Recently, I screwup the battery that I had (12V, 1.8AH), by charging it the wrong way, so I decided to use a wall adapter to power up the robot (because I was too curious to test it).
I was in the stage of fine tuning my PID values before my battery died. Then I connected my wall adapter to the robot.
I was shocked to see my robot balancing on power from wall adapter on the same values. But that happiness lasted for only 20secs.
Since it was balancing, I decided to give robot a little push to make sure its working fine. But I don't know why, after two swings, the robot stopped responding to the accelerometer, and the motors were 'on' in their full speed (the motor directions were not responding).
Then I pulled out the wall adapter and plugged it in again, and voilaa, my Arduino died too
(Now when I connect that Arduino Nano to my computer, it detects the FT232R IC, but it can't burn any program.. And the ATMega328 gets very hot whenever I plugged it into any 5V, even from USB. So i'm guessing that ATMega328 died)
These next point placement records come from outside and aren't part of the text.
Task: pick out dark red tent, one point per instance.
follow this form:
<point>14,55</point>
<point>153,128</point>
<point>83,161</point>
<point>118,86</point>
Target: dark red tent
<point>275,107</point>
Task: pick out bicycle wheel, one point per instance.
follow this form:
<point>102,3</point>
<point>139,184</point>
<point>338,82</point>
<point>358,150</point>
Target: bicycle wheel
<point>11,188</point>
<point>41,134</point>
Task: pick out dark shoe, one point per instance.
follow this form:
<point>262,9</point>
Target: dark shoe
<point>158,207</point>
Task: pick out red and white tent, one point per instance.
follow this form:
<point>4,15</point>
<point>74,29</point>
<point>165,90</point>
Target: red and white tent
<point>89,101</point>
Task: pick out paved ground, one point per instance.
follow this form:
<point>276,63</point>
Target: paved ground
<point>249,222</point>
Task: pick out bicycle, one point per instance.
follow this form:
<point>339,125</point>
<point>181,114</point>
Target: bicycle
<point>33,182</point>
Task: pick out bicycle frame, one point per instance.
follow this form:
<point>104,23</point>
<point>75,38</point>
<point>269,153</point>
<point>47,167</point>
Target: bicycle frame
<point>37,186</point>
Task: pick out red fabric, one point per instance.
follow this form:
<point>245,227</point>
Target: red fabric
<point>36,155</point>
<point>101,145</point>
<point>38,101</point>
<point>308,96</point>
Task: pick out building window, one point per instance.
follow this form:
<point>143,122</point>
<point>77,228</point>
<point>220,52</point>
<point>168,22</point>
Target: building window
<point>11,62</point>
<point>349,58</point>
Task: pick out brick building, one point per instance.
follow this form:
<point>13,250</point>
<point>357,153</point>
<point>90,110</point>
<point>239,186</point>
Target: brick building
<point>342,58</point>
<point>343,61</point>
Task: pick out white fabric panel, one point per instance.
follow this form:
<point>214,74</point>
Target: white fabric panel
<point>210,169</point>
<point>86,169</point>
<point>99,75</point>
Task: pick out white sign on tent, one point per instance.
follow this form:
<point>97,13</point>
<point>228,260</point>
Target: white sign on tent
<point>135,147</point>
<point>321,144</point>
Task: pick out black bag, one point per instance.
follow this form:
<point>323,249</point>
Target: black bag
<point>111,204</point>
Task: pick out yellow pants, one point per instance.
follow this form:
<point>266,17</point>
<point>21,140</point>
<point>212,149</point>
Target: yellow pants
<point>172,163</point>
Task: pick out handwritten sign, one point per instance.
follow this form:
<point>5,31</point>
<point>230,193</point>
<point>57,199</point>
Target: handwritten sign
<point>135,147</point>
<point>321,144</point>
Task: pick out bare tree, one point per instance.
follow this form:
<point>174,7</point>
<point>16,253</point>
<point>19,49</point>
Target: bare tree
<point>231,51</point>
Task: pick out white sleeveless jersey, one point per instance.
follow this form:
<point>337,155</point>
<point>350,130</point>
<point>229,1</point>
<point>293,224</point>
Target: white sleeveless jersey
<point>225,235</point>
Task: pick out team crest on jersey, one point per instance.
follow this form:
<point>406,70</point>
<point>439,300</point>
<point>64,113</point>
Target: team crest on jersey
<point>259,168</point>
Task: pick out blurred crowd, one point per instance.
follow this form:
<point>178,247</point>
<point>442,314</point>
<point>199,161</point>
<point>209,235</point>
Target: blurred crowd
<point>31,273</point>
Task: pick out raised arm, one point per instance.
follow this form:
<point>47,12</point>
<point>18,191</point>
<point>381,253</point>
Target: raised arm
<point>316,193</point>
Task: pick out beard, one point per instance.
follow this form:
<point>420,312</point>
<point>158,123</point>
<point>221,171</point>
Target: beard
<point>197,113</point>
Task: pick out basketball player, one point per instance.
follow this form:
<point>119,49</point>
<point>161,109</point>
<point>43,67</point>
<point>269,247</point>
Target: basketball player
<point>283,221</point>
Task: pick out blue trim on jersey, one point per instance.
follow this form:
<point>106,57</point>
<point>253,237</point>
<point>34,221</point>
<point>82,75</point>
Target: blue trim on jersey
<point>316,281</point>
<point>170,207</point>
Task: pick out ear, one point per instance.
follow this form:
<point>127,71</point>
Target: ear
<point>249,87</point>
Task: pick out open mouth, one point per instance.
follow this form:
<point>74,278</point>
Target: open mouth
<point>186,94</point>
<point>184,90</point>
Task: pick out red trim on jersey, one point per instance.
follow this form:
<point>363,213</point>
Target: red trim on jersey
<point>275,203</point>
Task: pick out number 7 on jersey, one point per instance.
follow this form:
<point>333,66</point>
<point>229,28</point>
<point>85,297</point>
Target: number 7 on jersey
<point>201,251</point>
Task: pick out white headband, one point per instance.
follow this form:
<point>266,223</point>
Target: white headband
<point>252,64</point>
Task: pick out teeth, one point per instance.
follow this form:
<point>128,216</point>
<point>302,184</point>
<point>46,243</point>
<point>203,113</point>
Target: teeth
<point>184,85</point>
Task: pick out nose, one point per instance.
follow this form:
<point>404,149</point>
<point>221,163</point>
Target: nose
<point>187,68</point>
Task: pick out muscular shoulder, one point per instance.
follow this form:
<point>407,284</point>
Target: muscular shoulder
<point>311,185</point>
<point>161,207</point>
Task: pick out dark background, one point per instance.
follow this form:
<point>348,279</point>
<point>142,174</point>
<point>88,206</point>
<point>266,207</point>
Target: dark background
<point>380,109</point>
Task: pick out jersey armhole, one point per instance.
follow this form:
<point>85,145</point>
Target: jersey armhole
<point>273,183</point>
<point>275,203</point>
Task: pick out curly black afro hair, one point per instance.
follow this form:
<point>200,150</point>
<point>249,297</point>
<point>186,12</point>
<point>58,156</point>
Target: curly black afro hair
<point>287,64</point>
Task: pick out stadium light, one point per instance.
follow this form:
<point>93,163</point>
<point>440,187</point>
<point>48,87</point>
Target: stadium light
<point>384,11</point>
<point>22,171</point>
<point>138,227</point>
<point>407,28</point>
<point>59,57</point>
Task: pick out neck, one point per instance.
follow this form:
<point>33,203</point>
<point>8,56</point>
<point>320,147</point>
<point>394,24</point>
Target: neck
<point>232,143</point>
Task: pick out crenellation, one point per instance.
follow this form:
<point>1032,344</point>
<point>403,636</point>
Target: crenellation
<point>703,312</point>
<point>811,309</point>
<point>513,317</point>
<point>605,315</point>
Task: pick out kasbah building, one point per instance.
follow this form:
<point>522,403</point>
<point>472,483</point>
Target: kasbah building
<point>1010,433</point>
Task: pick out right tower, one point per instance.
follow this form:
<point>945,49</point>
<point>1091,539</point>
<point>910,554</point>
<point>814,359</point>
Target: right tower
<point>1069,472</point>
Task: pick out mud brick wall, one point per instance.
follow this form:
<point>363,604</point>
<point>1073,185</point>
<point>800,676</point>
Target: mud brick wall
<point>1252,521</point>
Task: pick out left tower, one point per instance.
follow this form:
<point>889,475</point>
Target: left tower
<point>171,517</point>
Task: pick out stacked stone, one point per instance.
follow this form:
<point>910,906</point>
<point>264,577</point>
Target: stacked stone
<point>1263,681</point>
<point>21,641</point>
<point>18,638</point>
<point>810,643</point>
So, after a wonderful story
my question is, What could be the issue that my Arduino died? Can someone help me do the forensics, so that I be sure that it doesn't happen next time?
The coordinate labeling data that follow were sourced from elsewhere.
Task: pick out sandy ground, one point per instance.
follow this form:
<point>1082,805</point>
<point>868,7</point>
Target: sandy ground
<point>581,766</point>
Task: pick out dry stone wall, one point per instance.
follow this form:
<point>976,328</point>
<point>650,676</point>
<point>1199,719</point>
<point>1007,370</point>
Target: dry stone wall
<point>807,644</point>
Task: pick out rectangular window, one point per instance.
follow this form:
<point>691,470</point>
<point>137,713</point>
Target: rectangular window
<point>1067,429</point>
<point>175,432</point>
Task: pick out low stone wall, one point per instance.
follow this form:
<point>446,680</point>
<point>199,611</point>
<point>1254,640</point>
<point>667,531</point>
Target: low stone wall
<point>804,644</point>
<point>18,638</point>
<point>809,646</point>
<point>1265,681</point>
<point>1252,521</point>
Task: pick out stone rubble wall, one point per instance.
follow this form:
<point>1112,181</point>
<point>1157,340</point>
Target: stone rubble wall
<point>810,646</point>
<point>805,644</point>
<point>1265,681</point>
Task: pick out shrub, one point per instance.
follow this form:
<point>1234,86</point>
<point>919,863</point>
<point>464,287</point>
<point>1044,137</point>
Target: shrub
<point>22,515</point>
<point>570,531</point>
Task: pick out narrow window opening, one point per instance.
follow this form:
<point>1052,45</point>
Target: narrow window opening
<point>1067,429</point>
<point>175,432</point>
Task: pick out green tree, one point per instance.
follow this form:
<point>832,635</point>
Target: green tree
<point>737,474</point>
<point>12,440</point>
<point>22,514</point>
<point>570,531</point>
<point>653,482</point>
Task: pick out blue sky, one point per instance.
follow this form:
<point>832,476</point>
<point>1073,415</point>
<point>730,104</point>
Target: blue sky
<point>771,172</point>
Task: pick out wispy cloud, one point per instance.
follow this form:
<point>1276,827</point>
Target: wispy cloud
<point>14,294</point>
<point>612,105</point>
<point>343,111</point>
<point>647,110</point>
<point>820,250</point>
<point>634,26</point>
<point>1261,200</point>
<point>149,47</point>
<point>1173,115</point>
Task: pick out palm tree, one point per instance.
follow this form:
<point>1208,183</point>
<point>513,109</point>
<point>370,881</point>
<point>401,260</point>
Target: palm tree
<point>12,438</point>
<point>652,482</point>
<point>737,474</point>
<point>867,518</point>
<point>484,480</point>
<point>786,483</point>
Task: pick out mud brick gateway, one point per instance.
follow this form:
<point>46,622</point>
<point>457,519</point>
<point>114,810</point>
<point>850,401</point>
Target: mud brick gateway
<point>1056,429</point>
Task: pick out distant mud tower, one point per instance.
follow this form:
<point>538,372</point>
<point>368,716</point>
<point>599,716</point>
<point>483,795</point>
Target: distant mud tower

One more thing. I borrowed another Arduino Nano V3 (exactly the same) from a friend, burned the same code, and power it up from USB (not from wall adapter
). And the motors are working just fine (obviously, i'm not getting that speed and torque, I have to pick the robot up in the air to see the motors moving)
So from this, I realised that only Arduino died, not the motor controller.
P.S. I'm not using opto-isolators.
Here is the power scheme that I'm using:
1. Wall Adapter / Battery --> Fullwave rectifier (reverse polarity protection)
From rectifier, it divides into two groups:
-- Rectifier --> L298D, for Motors
-- Rectifier --> Arduino Nano VIN (it supports upto 20V as input voltage and outputs 5V from VCC pin)
From Arduino's VCC, I powered up the following:
-- L298D's VCC
All had a common ground (ground from rectifier).